In that easily bypassed crevice of bands you’ve never heard of and noise-rock you’re not quite sure can be considered music, Deerhoof is the type of band who maximizes all parameters to esoteric. Their most recent endeavor, the 12th studio album, Breakup Song, brings us 11 tracks of obscure harmonic experimentation in a style only Deerhoof could properly execute.
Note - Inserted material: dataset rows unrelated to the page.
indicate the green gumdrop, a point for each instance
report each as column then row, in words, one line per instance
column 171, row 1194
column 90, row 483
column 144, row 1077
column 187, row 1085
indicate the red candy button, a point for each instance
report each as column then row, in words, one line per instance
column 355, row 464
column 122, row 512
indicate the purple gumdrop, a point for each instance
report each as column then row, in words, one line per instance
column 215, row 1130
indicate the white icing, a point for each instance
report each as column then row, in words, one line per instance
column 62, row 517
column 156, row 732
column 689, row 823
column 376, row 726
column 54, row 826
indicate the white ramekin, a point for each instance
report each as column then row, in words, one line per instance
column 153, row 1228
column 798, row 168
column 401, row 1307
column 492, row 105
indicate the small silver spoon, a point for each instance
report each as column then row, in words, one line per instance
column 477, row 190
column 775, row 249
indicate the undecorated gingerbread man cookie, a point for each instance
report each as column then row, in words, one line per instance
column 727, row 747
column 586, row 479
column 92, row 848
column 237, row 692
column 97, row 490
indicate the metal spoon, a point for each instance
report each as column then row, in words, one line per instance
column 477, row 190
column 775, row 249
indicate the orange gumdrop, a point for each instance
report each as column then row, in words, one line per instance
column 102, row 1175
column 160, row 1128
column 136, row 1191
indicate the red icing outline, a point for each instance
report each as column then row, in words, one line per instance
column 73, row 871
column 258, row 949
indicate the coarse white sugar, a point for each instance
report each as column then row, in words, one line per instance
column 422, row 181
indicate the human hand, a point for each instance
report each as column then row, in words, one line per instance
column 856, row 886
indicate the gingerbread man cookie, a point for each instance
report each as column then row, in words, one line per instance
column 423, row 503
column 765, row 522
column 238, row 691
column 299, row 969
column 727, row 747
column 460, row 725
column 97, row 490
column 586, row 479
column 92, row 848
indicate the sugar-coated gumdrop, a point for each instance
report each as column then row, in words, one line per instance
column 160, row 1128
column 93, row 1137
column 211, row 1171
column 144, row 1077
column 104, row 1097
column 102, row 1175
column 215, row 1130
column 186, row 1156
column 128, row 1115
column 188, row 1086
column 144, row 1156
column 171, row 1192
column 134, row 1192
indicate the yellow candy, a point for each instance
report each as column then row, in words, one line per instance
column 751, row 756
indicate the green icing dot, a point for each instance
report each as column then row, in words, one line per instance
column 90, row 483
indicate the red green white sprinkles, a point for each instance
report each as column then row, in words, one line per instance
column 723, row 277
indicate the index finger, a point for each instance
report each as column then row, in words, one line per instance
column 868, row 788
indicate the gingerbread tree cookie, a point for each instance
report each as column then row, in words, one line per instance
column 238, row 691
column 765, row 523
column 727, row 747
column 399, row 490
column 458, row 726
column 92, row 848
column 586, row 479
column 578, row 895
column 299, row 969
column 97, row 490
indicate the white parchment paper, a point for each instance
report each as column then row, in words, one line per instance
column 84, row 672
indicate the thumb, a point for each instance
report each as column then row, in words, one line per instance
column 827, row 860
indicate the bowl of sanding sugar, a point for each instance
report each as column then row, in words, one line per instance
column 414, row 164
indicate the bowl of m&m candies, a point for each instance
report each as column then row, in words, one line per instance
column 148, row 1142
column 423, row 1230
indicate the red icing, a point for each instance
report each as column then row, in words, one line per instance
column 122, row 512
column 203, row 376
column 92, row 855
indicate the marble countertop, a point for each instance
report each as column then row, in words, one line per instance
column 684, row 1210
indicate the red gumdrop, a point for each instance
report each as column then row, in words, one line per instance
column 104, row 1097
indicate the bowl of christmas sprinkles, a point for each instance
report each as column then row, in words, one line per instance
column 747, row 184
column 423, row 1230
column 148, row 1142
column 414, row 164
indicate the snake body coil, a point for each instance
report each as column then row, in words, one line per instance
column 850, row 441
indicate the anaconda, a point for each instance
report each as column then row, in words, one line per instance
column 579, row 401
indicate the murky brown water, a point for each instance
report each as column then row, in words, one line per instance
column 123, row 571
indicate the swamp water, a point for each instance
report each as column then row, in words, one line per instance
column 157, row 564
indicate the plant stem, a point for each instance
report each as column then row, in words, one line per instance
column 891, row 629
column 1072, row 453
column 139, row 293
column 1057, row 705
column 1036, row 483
Where does one start on a Deerhoof album? The title track rings in Breakup Song with heavy grinding guitar and haunting vocals chanting, “When you say it’s all over… anyway.” The repetition of phrases, as well as rhythmic loops, provide a surreal backdrop for the arbitrary instrumental progression wackiness throughout the album. Dissonance is abundant and roams freely on every song like a grazing gazelle. Standout track, “The Trouble with Candyhands”, begins with jazzy horns before abruptly switching over to catchy guitar, piano, and cutesy chorus’; but the overall motif of the album is its weird factor.
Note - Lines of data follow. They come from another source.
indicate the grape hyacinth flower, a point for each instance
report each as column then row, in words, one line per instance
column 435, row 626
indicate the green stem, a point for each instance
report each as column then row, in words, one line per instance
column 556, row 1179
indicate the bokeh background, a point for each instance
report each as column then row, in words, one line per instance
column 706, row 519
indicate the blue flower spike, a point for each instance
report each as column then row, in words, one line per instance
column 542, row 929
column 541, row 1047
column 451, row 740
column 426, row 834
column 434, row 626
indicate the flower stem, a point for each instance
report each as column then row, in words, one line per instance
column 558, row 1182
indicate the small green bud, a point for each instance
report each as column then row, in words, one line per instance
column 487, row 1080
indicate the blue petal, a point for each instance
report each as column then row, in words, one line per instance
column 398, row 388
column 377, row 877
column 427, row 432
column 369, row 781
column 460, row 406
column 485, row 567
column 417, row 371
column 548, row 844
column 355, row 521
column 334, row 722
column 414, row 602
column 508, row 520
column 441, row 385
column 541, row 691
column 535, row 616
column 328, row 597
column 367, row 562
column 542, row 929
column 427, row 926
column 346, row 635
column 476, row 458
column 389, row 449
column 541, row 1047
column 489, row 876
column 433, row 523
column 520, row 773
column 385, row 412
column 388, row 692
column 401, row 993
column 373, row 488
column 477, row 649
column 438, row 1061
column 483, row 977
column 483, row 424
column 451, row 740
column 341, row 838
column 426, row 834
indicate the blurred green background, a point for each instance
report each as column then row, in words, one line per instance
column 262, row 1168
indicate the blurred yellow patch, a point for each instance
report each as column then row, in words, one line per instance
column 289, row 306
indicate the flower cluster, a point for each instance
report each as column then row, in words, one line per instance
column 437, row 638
One thing you can count on Deerhoof for is to deliver some of the most experimental harmonies available. Their brand of noise –pop is made unique by way of Satomi Matsuzaki’s j-pop reminiscent vocals. While not necessarily a bad album by any respect, Breakup Song is absolutely an esoteric niche. Whether this sounds like your kind of thing or not, bonus points are awarded here for disregarding all tangent musical paradigms.